Lisa Reagan Love, 68, a professor of voice at Oklahoma City University, had been on the lookout for a community of wellness connoisseurs like herself. In 2020, lured by the promise of cacao ceremonies and mantra-chanting circles, she put a down payment on a four-bedroom villa at the Susurros del Corazón, Auberge Resorts Collection, in Punta de Mita on Mexico’s Pacific Coast. Its 30 resident villas start at $4 million, while 59 rooms and suites serve mere vacationers.

Love liked the sunset and sunrise views her villa would afford, but the potential to pack her schedule with sound baths and breathwork sessions at the on-property ONDA, an Auberge Spa, sealed the deal. These days, she and her husband split their time between their other home in Oklahoma and the villa, which is just an 8-minute walk from the spa.

Other boomers like Love are finding wellness-focused residences more appealing than conventional senior communities, according to the Santa Barbara-based physician Dr. Ron Kapp. “It’s not only an investment in real estate, but also in ourselves,” said Kapp. Those buyers want fewer bingo nights and happy hours and more exercise classes, spiritual meditations and on-site doctor consultations.

With revenue from wellness travel surpassing prepandemic levels, it was inevitable that resorts with that focus would open up to residents, said Amy Moore, founder of the travel agency Art of Reinvention. “Residential wellness is a natural extension of what travelers are now seeking,” she said.

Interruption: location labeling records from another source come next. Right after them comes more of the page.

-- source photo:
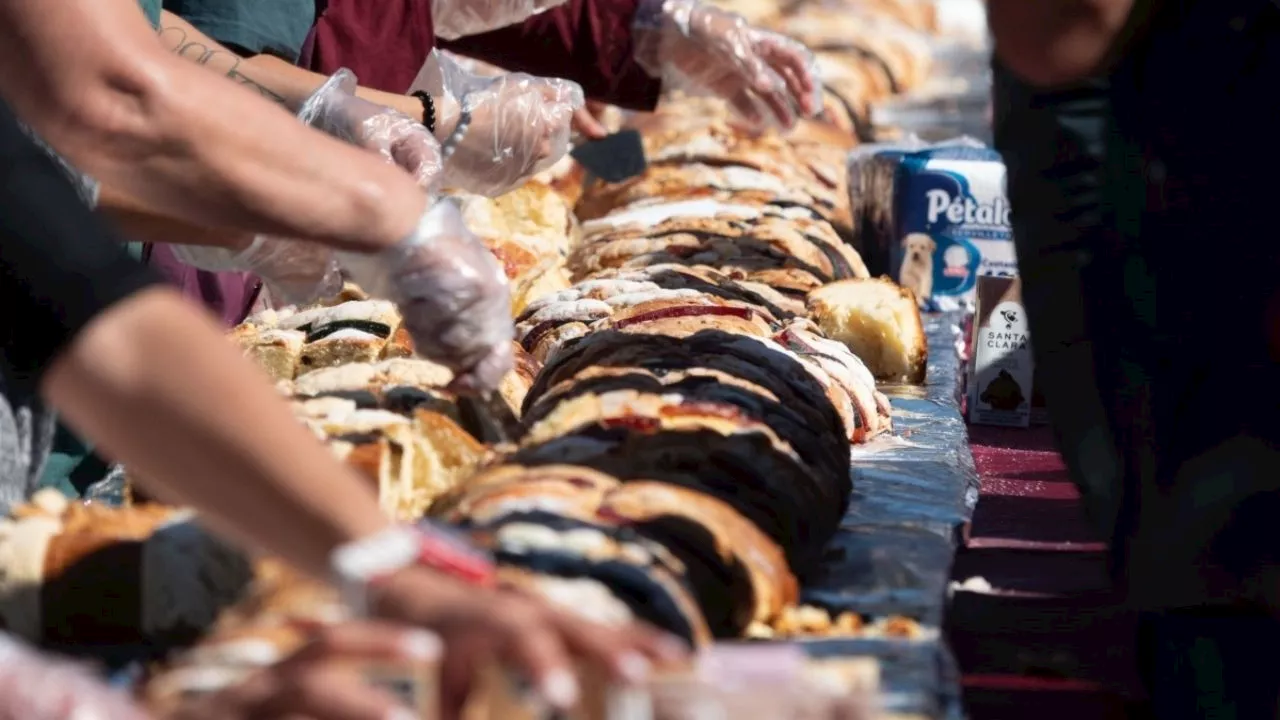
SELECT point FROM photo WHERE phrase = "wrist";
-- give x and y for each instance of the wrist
(448, 112)
(373, 570)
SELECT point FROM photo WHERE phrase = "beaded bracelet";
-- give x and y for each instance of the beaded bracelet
(458, 131)
(428, 109)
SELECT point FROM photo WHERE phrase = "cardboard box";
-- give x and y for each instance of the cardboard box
(1001, 381)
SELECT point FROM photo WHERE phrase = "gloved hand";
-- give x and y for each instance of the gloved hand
(451, 292)
(693, 46)
(295, 272)
(334, 109)
(460, 18)
(497, 131)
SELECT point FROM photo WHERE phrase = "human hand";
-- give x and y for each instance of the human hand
(480, 627)
(295, 272)
(767, 78)
(498, 131)
(452, 295)
(336, 110)
(39, 687)
(319, 680)
(453, 19)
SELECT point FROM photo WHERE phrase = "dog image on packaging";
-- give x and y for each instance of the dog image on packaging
(917, 269)
(951, 219)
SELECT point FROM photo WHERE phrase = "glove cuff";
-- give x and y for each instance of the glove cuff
(314, 109)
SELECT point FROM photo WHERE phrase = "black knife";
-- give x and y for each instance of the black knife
(613, 158)
(490, 415)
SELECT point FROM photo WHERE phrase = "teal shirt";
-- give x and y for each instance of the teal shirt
(270, 27)
(152, 9)
(72, 465)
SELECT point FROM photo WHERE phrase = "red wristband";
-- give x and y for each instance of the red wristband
(444, 552)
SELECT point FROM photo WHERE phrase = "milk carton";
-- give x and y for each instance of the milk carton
(1001, 383)
(951, 224)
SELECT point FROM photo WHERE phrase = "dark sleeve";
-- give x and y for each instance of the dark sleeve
(588, 41)
(59, 264)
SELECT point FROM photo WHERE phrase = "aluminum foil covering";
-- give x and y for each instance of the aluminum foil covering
(917, 678)
(892, 555)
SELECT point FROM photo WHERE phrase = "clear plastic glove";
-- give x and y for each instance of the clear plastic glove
(460, 18)
(767, 78)
(499, 131)
(451, 292)
(334, 109)
(35, 687)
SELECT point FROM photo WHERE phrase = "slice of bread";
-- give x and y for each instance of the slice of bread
(880, 322)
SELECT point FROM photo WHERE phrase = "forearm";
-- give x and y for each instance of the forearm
(1057, 41)
(154, 383)
(269, 76)
(138, 223)
(183, 141)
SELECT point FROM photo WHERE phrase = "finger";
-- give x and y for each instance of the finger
(627, 652)
(460, 671)
(333, 695)
(586, 124)
(748, 110)
(487, 374)
(798, 81)
(796, 67)
(534, 648)
(772, 92)
(369, 641)
(420, 156)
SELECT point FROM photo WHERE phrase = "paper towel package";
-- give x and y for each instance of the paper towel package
(933, 217)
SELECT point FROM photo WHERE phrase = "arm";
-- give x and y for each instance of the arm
(138, 223)
(588, 41)
(154, 382)
(270, 76)
(183, 141)
(1061, 41)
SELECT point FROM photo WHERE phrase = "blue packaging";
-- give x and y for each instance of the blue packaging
(933, 217)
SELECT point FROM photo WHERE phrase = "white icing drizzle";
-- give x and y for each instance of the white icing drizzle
(584, 597)
(702, 145)
(348, 333)
(355, 376)
(288, 338)
(247, 652)
(375, 310)
(522, 537)
(658, 213)
(201, 680)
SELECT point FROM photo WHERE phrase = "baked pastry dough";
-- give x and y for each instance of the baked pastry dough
(880, 322)
(86, 574)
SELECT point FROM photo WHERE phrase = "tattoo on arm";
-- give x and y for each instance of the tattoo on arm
(197, 51)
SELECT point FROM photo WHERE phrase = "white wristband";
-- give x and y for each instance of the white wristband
(357, 564)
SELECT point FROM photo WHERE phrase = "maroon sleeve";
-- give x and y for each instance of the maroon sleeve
(383, 42)
(588, 41)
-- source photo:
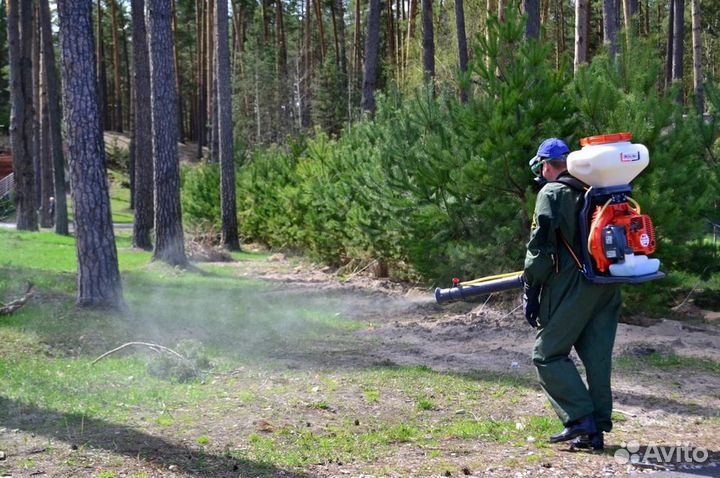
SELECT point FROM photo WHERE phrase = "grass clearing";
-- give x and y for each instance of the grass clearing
(278, 382)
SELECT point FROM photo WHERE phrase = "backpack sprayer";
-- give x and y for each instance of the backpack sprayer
(616, 238)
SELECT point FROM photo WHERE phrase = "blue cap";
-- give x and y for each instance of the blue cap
(551, 148)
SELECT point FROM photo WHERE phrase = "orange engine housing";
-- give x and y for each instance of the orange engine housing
(639, 232)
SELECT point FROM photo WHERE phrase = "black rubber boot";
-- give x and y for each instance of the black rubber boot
(594, 442)
(581, 426)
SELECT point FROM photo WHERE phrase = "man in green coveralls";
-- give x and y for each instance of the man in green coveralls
(568, 310)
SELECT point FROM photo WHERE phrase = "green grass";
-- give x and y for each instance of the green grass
(230, 323)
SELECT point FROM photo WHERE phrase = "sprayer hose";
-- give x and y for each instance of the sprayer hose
(600, 215)
(489, 278)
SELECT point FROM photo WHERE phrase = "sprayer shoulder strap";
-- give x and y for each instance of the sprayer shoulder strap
(581, 187)
(573, 183)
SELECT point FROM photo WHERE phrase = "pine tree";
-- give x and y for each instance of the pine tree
(21, 120)
(169, 238)
(54, 120)
(142, 134)
(229, 236)
(98, 274)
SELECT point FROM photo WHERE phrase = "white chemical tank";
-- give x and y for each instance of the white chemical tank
(608, 160)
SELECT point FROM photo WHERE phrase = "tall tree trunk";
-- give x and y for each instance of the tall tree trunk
(129, 110)
(678, 45)
(582, 10)
(229, 236)
(611, 26)
(117, 71)
(98, 274)
(305, 98)
(490, 6)
(670, 44)
(210, 81)
(697, 58)
(412, 14)
(169, 239)
(389, 32)
(630, 12)
(462, 44)
(127, 75)
(43, 216)
(372, 57)
(266, 21)
(178, 80)
(502, 8)
(102, 70)
(532, 10)
(357, 48)
(321, 29)
(201, 53)
(428, 41)
(42, 113)
(21, 119)
(144, 206)
(399, 5)
(336, 41)
(46, 168)
(281, 70)
(54, 120)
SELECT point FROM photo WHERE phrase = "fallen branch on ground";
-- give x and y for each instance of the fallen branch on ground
(154, 347)
(7, 309)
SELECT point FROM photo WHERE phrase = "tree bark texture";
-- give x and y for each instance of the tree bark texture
(21, 118)
(210, 81)
(144, 206)
(611, 26)
(678, 37)
(178, 78)
(532, 26)
(412, 15)
(305, 90)
(201, 115)
(98, 275)
(54, 119)
(428, 41)
(46, 165)
(670, 45)
(462, 44)
(697, 57)
(372, 57)
(40, 201)
(321, 30)
(228, 203)
(101, 70)
(630, 12)
(169, 239)
(117, 70)
(582, 8)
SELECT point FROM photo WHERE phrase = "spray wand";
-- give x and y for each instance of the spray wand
(484, 285)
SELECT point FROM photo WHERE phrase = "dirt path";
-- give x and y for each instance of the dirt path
(658, 404)
(342, 386)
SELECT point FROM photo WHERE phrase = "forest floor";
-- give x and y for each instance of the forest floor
(292, 370)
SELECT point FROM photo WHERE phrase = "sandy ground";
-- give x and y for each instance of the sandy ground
(407, 327)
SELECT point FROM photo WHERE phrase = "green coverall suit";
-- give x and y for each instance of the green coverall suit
(573, 312)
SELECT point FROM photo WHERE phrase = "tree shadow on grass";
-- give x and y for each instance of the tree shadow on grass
(156, 452)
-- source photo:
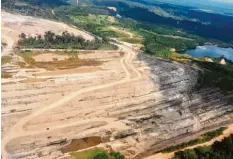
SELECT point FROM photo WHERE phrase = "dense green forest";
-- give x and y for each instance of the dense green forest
(219, 150)
(208, 25)
(65, 41)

Seaside residences at SHA Mexico in Costa Mujeres near Cancún, which range from $2 million to $8 million, come with preferential access to the resort’s wellness facilities. At its in-house clinic, residents can receive quarterly checkups and on-staff doctors can track biomarkers to provide health recommendations.

Live-in spas are also popping up in ski resorts. Having just completed its first residence last month, Velvære, a 60-acre wellness community adjacent to Deer Valley Ski Resort in Park City, Utah, will eventually offer 115 residences ranging from $4 million to $12 million. According to the company, many buyers are particularly drawn to its on-site wellness offerings, including spa treatments like reiki, acupuncture and cupping you’d find at five-star resorts.

The development will also be partnering with the nearby Fountain Life Center, a 10,000-square-foot holistic wellness compound set to open by 2026. There, residents will be able to book diagnostic tests to identify potentially life-threatening conditions at their earliest stages or be given the all-clear. In which case, they can zip over to the adjacent resort and hit the slopes.